風の便り ( お侍 拍手お礼の七十 )
 



昨夜は時折強い降りようとなり、
窓へ直接当たる雨脚が
ざざざあと堅い音を立てるのが、
まるで荒れた海の上にでもいるような錯覚を寄越したほどで。

今も、強い風になぶられて、
まだまだ夏緑の梢が大きく揺さぶられるごとに、
ざざんざんと細波のような音を立てる。
遠くに時折聞こえるのは、
不意な風の訪のいに、やはり驚かされて逃げ惑うのか、
どこかへ飛び立つ鳥の声と羽ばたきの気配。

 ……。

ふと、
風の音とも鳥の声とも違う、何か聞こえたような気がして。

  『…七郎次。
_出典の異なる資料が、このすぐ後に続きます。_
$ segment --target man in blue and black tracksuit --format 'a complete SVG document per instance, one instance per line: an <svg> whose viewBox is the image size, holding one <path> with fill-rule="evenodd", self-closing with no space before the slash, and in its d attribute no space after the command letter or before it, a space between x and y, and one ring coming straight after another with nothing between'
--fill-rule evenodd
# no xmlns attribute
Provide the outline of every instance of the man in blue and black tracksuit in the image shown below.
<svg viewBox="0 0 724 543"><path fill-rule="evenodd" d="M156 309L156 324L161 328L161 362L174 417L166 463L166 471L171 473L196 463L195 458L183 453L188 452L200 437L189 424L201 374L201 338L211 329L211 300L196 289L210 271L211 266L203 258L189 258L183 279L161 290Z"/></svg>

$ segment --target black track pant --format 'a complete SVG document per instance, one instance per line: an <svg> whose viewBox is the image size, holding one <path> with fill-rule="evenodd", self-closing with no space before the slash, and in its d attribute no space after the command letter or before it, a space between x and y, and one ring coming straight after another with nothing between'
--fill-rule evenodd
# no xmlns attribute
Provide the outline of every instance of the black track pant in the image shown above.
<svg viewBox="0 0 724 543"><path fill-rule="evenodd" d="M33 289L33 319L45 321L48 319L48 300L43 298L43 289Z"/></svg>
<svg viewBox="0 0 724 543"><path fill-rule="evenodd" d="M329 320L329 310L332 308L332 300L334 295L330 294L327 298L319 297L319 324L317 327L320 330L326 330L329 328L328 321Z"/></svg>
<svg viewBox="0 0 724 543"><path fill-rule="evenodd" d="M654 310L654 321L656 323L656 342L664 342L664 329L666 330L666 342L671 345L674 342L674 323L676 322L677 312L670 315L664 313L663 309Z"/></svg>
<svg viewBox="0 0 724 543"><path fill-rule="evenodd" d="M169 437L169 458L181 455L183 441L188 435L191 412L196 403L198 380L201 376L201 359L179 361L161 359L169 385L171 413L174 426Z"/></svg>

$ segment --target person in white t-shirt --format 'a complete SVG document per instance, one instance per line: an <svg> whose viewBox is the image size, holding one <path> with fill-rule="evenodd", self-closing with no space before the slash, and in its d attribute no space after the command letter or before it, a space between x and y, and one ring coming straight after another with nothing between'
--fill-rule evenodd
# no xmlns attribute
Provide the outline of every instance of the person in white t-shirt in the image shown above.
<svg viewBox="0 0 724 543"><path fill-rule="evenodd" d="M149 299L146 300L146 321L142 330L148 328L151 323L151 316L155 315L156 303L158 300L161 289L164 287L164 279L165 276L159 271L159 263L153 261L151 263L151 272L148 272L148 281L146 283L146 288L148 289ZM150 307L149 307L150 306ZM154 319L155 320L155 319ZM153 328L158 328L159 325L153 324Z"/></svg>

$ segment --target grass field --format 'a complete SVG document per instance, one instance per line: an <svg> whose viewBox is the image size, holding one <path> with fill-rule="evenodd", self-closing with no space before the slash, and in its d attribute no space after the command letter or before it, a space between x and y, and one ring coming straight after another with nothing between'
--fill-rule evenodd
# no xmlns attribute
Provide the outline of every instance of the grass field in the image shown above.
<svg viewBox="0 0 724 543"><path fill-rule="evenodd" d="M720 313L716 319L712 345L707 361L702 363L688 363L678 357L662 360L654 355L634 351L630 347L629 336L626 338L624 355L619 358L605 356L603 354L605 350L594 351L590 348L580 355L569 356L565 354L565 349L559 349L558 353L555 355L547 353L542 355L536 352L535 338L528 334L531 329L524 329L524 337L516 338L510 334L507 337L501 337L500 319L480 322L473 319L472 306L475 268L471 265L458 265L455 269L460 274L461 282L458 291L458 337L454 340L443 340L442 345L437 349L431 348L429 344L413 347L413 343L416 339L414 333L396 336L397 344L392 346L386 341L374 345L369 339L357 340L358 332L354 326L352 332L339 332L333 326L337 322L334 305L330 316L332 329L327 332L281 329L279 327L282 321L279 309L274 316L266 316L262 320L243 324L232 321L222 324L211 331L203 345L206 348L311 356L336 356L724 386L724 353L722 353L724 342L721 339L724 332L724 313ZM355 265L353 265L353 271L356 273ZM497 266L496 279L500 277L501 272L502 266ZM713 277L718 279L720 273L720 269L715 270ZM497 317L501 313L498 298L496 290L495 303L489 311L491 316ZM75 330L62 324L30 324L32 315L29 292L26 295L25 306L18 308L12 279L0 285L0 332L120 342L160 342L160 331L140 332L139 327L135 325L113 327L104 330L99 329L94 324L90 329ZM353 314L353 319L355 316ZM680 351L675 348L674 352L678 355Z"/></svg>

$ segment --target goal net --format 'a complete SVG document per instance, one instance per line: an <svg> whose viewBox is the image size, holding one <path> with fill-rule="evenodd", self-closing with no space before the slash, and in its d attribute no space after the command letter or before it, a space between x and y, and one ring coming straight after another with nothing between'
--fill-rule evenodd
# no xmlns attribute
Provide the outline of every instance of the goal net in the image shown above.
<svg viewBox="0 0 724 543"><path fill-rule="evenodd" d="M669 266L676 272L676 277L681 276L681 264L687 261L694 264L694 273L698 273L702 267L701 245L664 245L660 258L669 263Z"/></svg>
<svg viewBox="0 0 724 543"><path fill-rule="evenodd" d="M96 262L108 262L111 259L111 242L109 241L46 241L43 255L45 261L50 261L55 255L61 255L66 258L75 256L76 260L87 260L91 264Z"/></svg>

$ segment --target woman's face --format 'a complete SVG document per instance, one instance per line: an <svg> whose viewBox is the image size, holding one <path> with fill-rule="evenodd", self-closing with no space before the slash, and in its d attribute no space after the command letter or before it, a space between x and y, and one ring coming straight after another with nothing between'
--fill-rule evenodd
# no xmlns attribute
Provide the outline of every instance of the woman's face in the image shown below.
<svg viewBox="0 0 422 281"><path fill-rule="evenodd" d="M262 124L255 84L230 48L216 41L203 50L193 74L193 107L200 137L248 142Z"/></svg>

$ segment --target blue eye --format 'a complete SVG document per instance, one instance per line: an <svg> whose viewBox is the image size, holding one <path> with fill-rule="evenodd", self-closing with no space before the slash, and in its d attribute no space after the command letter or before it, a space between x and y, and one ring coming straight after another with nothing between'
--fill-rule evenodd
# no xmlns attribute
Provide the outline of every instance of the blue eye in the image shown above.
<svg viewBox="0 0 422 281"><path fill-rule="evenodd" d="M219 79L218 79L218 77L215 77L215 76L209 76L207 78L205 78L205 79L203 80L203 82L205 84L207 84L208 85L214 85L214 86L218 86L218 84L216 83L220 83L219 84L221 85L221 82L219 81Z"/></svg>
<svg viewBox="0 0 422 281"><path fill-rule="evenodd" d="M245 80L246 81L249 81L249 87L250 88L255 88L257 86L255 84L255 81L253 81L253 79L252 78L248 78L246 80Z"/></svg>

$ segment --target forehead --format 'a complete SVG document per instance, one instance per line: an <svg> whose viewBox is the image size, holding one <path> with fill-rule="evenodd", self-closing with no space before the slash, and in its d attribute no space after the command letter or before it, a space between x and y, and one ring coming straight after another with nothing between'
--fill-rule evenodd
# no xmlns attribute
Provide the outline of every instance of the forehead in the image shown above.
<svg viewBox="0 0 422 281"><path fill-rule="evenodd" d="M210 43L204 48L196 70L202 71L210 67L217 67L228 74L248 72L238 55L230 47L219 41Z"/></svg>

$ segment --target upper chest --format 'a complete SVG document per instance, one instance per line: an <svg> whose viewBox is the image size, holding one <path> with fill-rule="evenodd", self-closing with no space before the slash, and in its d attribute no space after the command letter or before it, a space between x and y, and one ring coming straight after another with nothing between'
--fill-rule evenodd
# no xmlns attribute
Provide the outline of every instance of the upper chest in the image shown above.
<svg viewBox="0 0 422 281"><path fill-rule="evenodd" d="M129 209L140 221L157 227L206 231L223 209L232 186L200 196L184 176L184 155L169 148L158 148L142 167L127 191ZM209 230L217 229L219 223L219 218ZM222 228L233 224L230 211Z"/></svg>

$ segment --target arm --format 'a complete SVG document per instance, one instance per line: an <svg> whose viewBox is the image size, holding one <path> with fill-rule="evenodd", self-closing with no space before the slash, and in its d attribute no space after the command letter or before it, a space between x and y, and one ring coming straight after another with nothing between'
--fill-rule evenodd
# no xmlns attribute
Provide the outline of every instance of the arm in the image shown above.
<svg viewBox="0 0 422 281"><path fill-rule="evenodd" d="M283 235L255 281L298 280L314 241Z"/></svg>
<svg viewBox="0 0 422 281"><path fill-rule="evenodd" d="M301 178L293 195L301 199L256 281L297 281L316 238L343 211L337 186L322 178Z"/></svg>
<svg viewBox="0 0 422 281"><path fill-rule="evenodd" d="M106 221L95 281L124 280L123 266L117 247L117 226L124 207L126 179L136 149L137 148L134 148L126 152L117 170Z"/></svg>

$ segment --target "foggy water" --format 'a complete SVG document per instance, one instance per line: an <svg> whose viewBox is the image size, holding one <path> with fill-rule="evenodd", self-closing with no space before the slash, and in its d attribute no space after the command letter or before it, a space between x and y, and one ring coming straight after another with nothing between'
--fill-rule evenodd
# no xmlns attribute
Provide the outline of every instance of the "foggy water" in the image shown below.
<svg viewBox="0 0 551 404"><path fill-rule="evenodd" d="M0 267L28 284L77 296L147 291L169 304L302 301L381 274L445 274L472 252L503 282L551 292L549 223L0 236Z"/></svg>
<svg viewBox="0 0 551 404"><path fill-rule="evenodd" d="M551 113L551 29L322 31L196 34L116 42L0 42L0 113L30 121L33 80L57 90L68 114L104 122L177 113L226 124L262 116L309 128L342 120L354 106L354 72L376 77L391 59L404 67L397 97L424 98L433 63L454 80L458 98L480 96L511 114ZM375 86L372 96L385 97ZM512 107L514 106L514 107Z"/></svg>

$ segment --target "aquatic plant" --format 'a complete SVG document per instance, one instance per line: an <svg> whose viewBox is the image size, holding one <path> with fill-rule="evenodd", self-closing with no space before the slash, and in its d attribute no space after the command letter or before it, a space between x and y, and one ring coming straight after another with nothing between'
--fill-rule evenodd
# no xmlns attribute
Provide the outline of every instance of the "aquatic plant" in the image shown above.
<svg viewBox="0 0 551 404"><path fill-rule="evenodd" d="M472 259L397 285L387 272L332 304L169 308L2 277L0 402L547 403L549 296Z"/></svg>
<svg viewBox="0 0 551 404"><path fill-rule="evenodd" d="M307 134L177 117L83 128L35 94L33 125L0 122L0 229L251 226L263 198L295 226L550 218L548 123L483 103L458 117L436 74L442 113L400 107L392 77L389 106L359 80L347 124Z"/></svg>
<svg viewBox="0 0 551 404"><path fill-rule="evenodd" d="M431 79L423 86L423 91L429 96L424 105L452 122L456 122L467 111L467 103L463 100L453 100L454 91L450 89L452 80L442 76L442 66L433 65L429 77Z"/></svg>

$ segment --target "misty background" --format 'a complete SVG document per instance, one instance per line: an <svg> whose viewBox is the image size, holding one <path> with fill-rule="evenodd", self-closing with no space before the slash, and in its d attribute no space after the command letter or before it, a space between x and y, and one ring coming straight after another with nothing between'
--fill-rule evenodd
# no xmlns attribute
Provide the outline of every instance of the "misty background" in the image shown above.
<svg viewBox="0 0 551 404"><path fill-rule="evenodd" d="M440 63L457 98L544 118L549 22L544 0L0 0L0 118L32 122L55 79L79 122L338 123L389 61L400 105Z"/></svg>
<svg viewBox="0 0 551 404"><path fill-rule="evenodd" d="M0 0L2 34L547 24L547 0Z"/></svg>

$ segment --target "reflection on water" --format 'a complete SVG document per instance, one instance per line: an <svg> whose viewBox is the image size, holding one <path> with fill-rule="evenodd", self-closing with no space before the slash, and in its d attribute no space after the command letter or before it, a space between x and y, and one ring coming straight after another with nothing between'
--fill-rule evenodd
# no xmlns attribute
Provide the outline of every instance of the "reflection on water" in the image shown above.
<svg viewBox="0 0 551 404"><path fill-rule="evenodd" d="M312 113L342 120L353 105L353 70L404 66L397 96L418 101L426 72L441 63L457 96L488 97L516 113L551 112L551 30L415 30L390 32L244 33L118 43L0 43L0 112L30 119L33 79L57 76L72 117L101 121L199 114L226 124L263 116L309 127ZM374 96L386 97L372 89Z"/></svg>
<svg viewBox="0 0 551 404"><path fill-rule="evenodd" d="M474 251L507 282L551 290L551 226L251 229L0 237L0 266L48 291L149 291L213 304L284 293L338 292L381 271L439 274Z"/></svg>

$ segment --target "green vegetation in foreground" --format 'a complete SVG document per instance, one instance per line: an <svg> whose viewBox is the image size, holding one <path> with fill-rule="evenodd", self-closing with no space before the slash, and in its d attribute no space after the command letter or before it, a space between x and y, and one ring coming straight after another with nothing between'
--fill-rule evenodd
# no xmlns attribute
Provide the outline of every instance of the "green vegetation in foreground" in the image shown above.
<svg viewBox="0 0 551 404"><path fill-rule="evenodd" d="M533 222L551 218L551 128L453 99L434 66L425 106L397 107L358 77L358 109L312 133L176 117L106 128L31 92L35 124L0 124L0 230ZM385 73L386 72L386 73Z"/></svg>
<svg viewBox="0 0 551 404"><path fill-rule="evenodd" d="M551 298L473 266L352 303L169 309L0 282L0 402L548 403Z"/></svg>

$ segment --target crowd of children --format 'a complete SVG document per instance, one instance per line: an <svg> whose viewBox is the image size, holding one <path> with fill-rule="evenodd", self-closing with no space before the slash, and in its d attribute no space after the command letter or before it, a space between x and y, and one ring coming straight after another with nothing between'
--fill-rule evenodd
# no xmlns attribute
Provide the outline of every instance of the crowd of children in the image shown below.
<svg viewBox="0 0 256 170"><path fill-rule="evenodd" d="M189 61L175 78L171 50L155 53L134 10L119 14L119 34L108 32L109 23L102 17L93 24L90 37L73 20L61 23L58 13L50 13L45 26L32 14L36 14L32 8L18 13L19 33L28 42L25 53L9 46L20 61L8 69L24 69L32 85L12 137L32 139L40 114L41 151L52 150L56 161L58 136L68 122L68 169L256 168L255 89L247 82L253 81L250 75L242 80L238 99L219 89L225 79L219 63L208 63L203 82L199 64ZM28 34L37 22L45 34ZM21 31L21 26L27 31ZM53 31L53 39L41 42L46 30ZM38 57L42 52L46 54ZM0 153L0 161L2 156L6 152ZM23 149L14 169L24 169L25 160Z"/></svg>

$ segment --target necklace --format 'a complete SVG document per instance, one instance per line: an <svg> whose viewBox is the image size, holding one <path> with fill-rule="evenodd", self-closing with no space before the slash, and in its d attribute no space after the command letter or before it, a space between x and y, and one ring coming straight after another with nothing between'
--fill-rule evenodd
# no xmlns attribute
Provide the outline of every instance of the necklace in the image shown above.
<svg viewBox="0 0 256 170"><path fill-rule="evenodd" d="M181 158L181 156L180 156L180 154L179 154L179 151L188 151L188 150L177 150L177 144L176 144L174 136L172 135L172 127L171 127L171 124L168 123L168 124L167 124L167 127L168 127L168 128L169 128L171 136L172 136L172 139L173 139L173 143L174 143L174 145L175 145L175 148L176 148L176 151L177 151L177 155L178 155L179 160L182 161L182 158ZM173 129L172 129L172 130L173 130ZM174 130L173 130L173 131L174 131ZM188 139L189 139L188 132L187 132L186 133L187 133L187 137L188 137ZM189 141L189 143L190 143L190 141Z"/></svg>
』

身のうちへと引き出されたのは、
懐へと掻い込んだ自分へと呼びかける、
少し枯れたような、だが響きのいい御主の声。
耳からでなく頬を伏せた格好のシャツ越しにも、
直に声で触れてくださったように聞こえたなと。
声だけでなく、精悍な匂いや温み、
雄々しくも堅かった胸板の頼もしさをも思い出してしまい。

 ……。

知らず、手指を固く握り込んでいた。

 ああ、こんなに気の弱いことでどうするか。

窓から見上げた鈍色の空へ、
ふと眉を寄せ、祈るように呟いた。

 ……きっと無事に、お戻りくださいませ。






ふと、
風の音とも鳥の声とも違う、何か聞こえたような気がして。
ハッと顔を上げれば、
視野の先には仄かに甘い香りのする白い花が咲いていて。
周りの緑にいや映える、
目映い練り絹のような瑞々しさで揺れている。

  『……勘兵衛様?』

それへ添うように胸中へと浮かんだは、
呼びましたかと聞き返すように自分の名を紡ぐ甘やかな声やら、
口許へ白い指先を添え、
懸命に不安を隠そうとするぎこちない笑みやら、
懐かしい存在の姿や温度のあれこれで。

 走馬灯にはまだ早いわな。

普段は強い意思に引き締められている口許が、
ほのかな苦笑に知らずほころんで、
だが、すぐさま、脾腹に走った鈍い痛みに襲われ、
同じ口許が笑みごと引きつった。

 ……。

舌打ちしつつも ちらりと、目線だけで見上げた空の青に、
誓うように呟く。

 ……必ず、生きて帰る。






   〜Fine〜  2012.09.18.


  *夜中、物凄い雨脚に叩き起こされて、
   つい走り書き。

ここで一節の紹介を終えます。